Two-year spending caps deal on the table in appropriations talks
Current stopgap funding extension runs through Dec. 3
Top Senate appropriators on Thursday didn’t rule out negotiating two years’ worth of spending levels rather than allocations just for this year, in line with budget caps deals lawmakers have struck going back to 2013.
Such an agreement, if possible, could remove uncertainty hanging over this year’s appropriations process and potentially get next year’s markups off to a quick start as lawmakers turn their attention to the 2022 midterm campaigns.
“We’ve done a number of two-year deals,” said Senate Appropriations ranking member Richard C. Shelby, R-Ala. “A two-year deal, if you can do one, you put that off the table and you probably get more done.”
Senate Appropriations Chairman Patrick J. Leahy, D-Vt., didn’t reject the possibility, but said he mainly wants to “get the [fiscal 2022] bills through.”
Appropriators remain stalled over the budget ceiling for the fiscal year that began Oct. 1 and how to allocate discretionary funds among their 12 subcommittees. Senate Democrats on Monday released their nine remaining fiscal 2022 bills after the Appropriations Committee reported out three with bipartisan backing in August.
Leahy moved toward the GOP position of “parity” for defense and nondefense accounts by increasing the defense share to a 5 percent boost over last year, up from 2 percent in the House Democrats’ bills.

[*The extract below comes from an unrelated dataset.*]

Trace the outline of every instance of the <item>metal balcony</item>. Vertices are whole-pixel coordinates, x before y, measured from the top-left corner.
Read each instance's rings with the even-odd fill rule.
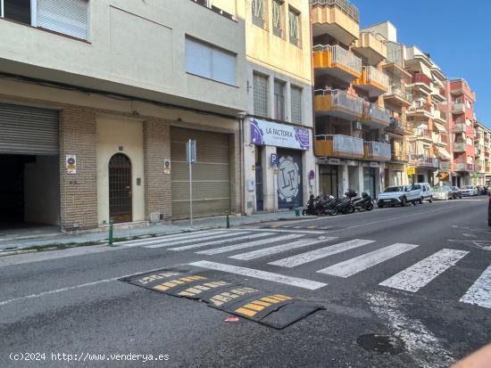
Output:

But nondefense agencies would get a more than 13 percent increase on average, which Republicans argue is inequitable.
Democrats say boosting domestic and foreign aid accounts would help bring them back in line with historical averages.

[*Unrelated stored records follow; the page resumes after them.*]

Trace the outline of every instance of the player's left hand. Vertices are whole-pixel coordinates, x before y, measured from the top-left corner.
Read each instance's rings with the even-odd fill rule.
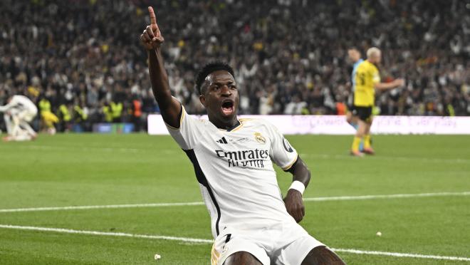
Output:
[[[301,192],[296,189],[289,189],[284,198],[284,204],[287,212],[293,217],[296,222],[298,223],[302,221],[306,215],[306,207],[303,206]]]

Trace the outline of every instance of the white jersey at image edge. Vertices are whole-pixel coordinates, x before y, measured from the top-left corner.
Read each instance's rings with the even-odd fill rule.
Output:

Shelby said earlier this week he was preparing a counteroffer to Leahy on both spending levels and policy provisions after alleging the Democrats’ bills were loaded with “poison pills.”
Shelby said those talks are “slow and protracted” and that he doesn’t expect “anything serious is going to happen” until Congress wraps up work on a bipartisan infrastructure bill, budget reconciliation package and possibly the debt limit.
That could mean another continuing resolution will be necessary for federal agencies operating under a stopgap funding extension that runs through Dec. 3.
“I don’t see how we do something before Dec. 3 unless people come together all at once, and there seems to be no movement there,” he said.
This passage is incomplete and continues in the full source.